Lat Saturday afternoon, a gate agent for American Airlines at the Louisville airport was explaining to disappointed passengers of a canceled flight that the airline could not provide overnight accommodations, “Because of some big truck show in town.”
That “big truck show” was, of course, the 48th annual Mid-America Trucking Show, which was wrapping up at the Kentucky Expo Center as that forlorn gate agent was breaking the bad news to passengers. As in the past, the show had been one part education, one part entertainment, one part custom truck show, and one part shopping.
In case you couldn’t make it to Louisville this year, here’s a recap of some of the things you missed.
Secretary Chao announces possible change to hours of service
Secretary of Transportation Elain Chao delivered some potentially good news for truckers at MATS. Speaking Friday afternoon, Chao said her department intends to propose a rule that would change federal hours of service regulations for truck drivers. While Chao said she could not provide any specifics as to what’s in the rule or when it will be published, she did say, “But let me note: The Department understands the strong interest in increasing flexibility and is giving it serious consideration.” A power outage hit right as hao’s speech began, followed by an emergency warning over a PA system that forced her to pause her speech.

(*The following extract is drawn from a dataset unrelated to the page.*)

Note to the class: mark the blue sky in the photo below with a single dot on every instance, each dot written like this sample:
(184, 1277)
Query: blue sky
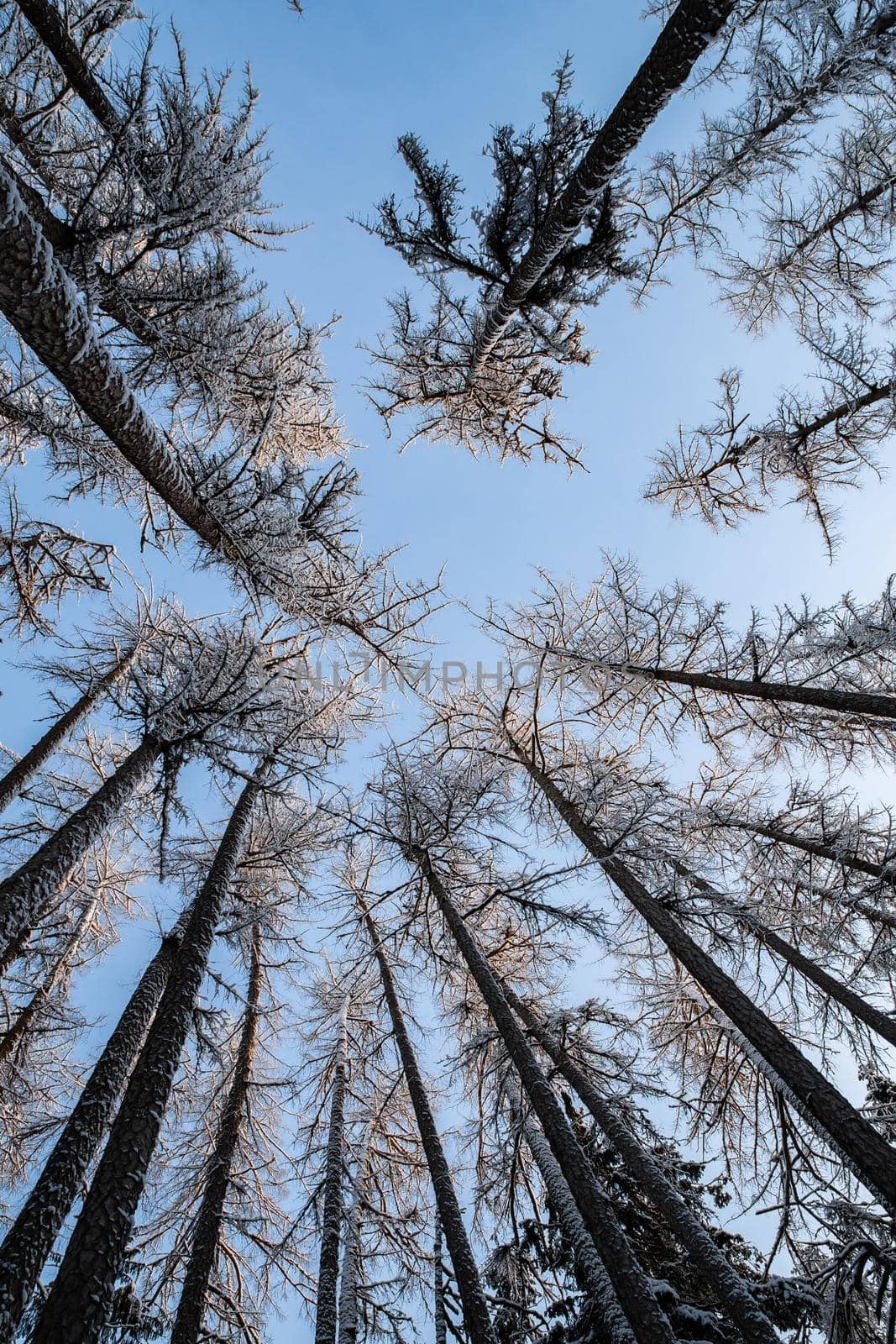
(338, 87)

CDL Drug and Alcohol Clearinghouse explained
Also at MATS, Joe DeLorenzo, director of enforcement and compliance of the Federal Motor Carrier Safety Administration, said drivers will have to register with the agency’s new CDL Drug an Alcohol Clearinghouse. The clearinghouse will record all drug test failures conducted for pre-employment screenings, random drug tests, and post-crash tests, said DeLorenzo. Carriers will be required to submit failed tests to the clearinghouse, and they’ll be required to query the database before hiring drivers to ensure they haven’t failed a drug test in the previous three years.
Trucker honored for highway heroics
MATS was a place to recognize the good that truckers do. Two companies honored drivers during the show. Paul Mathais, a Navy veteran from Arizona, was named Goodyear’s 36th Highway Hero during ceremonies Thursday, March 28. He was recognized for aiding a family who had been involved in a serious accident in Phoenix.
Three drivers recognized as good citizens
On Friday, TA Petro recognized three drivers with its annual Citizen Driver Awards. Honored were Steen Gronlund, a company driver for Mile Hi Foods, and Kenn and Elizabeth Zelten, owner-operators leased to Landstar.
TA Petro performed some good citizenship of its own during the show. TravelCenters of America, TA Petro’s parent company, donated 112,946 to the Truckers Against Trafficking organization.
Showgoers got to see a lot of trucks
If you wanted to see trucks — new trucks, old ones, custom ones — MATS was the place to be.
A popular feature of Peterbilt’s display was its 579 with the Darth Vader-look Blackout exterior package. Folks staffing the booth said folks either loved or hated the look, and the those who favored it tended to be younger truckers.
Also at the show were three of Kenworth’s W990s, which rolled out late last year. Entered in the PKY Truck Beauty Championship were W990s owned by Eagle Eye Produce of Idaho Falls, Idaho; Taylor Transport of Cartersville, Georgia; and Justus Truck Lines (Hendersonville, North Carolina.
Occupying a prominent place just inside one entrance at the show was the Kenworth “Everyday Heroes” T680 that will be auctioned off to raise money for Truckers Against Trafficking.
As always, the PKY Truck Beauty Contest drew a number of custom show trucks. And, inside the exhibit halls were several dozen vintage trucks owned by members of the America Truck Historical Society.
Trucking’s promotional efforts updated at MATS
During the show, the Trucking Moves America Forward image enhancement campaign delivered an update on its progress. In its five years, the campaign has attracted 200 donors and 3,410 subscribers. It also has 240 trailer wraps on the road, generated more than 344 million advertising impressions, more than 200 earned media placements totaling 162 million impressions.